そんなお雑煮発祥の地・京都から福井は目と鼻の先にあります。特に福井県南部の若狭地方、いわゆる嶺南(れいなん)地域から見れば「京は遠うても十八里」です。

 

現代の距離にして約72km。金沢市と富山市の距離(約65km)と大差ありません。

 

そう考えると、福井でも南部の若狭のお雑煮は丸もち × みそ汁の文化圏の範囲内だと予想できますが、どうなのでしょうか?

若狭地方特有の珍しい黒砂糖

旧北陸道の主な宿場。イラスト:武井靖

旧北陸道を京都方面から新潟方面に向かって北東に進みながら今回の特集ではお雑煮の境界線を探ります。

 

最初は、若狭の代表的な港湾都市にして旧北陸道の宿場・敦賀周辺のお雑煮から見ます。

 

敦賀の港。
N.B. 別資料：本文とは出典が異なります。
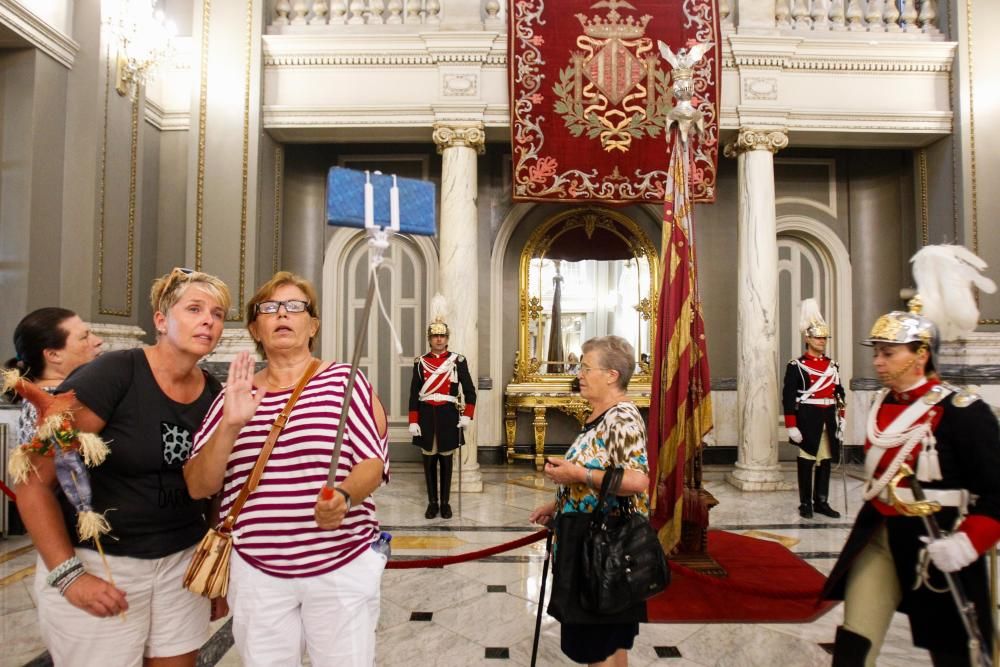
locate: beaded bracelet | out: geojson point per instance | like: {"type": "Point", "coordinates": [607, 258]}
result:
{"type": "Point", "coordinates": [68, 580]}
{"type": "Point", "coordinates": [60, 570]}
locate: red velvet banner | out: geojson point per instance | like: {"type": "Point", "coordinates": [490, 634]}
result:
{"type": "Point", "coordinates": [589, 94]}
写真:福井県観光連盟

最初の手掛かりとしたい書物は、小林一男・五十嵐智子・酒井登代子編著〈日本の食生活全集18 聞き書 福井の食事〉(社団法人農山漁村文化協会)です。

 

全国の食生活を聞き取り調査し、大正時代の終わりから昭和時代の始めころの郷土食をまとめた書物の福井県版です。

 

同じ福井でも各地で食の特色が異なるため、福井平野・奥越前の山間・越前海岸・若狭中山間など地域を分けて土地の食を整理しています。

 

若狭町の位置。〈白地図専門店〉の白地図を〈HOKUROKU〉編集部が画像編集した

若狭中山間の上中町(現・若狭町)のお雑煮について聞き書きした記述がその中にはあります。

 

京都に近い若狭の人たちはやはり都の文化をベースに暮らしているようで、お雑煮のタイプは丸もち × みそ汁の文化圏だと分かります。

“正月の朝の雑煮は丸もちの味噌汁”(日本の食生活全集18 聞き書 福井の食事より引用)
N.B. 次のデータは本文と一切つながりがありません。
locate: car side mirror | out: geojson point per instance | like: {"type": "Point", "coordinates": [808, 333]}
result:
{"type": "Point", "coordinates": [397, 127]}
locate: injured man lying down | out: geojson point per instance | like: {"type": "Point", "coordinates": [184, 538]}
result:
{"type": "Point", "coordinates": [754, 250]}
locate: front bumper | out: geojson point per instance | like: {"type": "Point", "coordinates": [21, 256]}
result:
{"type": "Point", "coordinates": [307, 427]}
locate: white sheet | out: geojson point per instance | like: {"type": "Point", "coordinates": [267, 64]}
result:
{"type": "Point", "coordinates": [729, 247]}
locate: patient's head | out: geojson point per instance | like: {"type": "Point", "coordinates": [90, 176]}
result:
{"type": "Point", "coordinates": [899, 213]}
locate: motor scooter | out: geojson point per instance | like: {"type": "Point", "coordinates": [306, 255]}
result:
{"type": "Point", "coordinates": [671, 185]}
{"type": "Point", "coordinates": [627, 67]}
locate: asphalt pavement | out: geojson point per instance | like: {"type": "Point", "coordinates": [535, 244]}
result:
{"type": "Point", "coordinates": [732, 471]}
ユニークな点は具材です。サトイモの親イモとダイコンを刻んで入れる土地もあるようですが若狭地方特有の珍しい具材として黒砂糖が入ります。

黒砂糖を入れたお雑煮。写真:お雑煮研究所(http://www.zouni.jp/20150323_hukui/)のホームページより引用

日本の食生活全集18 聞き書 福井の食事によると、若狭ではもちに黒砂糖を2切れずつ必ず乗せるとの話。

 

先ほども紹介したお雑煮マニアックス(プレジデント社)などにも書かれているとおり、福井県の若狭地方で黒砂糖を具材として用いる家庭が多いとは知られた事実のようです。

 

黒砂糖については、他の北陸の一部地域でも「飛び地」のように具材として使用しているケースが、今回の調査で散見されました。

 

 

おおい町の位置。白地図専門店の白地図にHOKUROKU編集部が画像編集をした

小浜市と高浜町に挟まれた福井県おおい町の担当者にお雑煮の特色を聞くと、同町のお雑煮の特徴を以下のように教えてくれました。
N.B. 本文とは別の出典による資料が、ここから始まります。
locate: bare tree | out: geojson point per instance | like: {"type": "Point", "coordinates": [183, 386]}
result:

「丸もち(焼かない)に田舎みそ・合わせみそを使用する場合もあるが主に白みそを使用。ただし、だしは取らず砂糖を入れる」

まさに若狭のお雑煮には具材として砂糖が入るのですね。

 

南越前町にある北前船の展示。写真:福井県観光連盟

その背景には、江戸時代における物流の「大動脈」だった日本海側航路を走る北前船が、若狭の諸港に貴重な砂糖を持ち込んだ状況もあったと考えられています。

 

「正月くらいは貴重な砂糖を食べたい」との庶民の思いがお雑煮の具材として砂糖を選ばせたのですね。

 

ただし、若狭のお雑煮に限らず、各地のお雑煮には例外があると頭に入れておきたいです。

 

〈HOKUROKU〉にもかつて登場し、福井県三方上中郡若狭町熊川で株式会社デキタを経営する時岡壮太さんに若狭町のお雑煮について聞くと、

「1日と2日に2種類のお雑煮を食べていた記憶があります。イレギュラーな回答ですみませんが1日目→角もち(焼く)× すまし汁、2日目→丸もち(焼かない)× 白みそでした!」

 

「扱いづらい回答だなとも思うので(笑)どちらかと言えば『丸もち × 白みそ』がスタンダードかと思われます。」

との回答がありました。

関連:北陸がもっと好きになる。あの人の「本と映画と漫画」の話

時岡さんの言葉どおり今回の特集はまさに各地域の「スタンダード」を探る企画です。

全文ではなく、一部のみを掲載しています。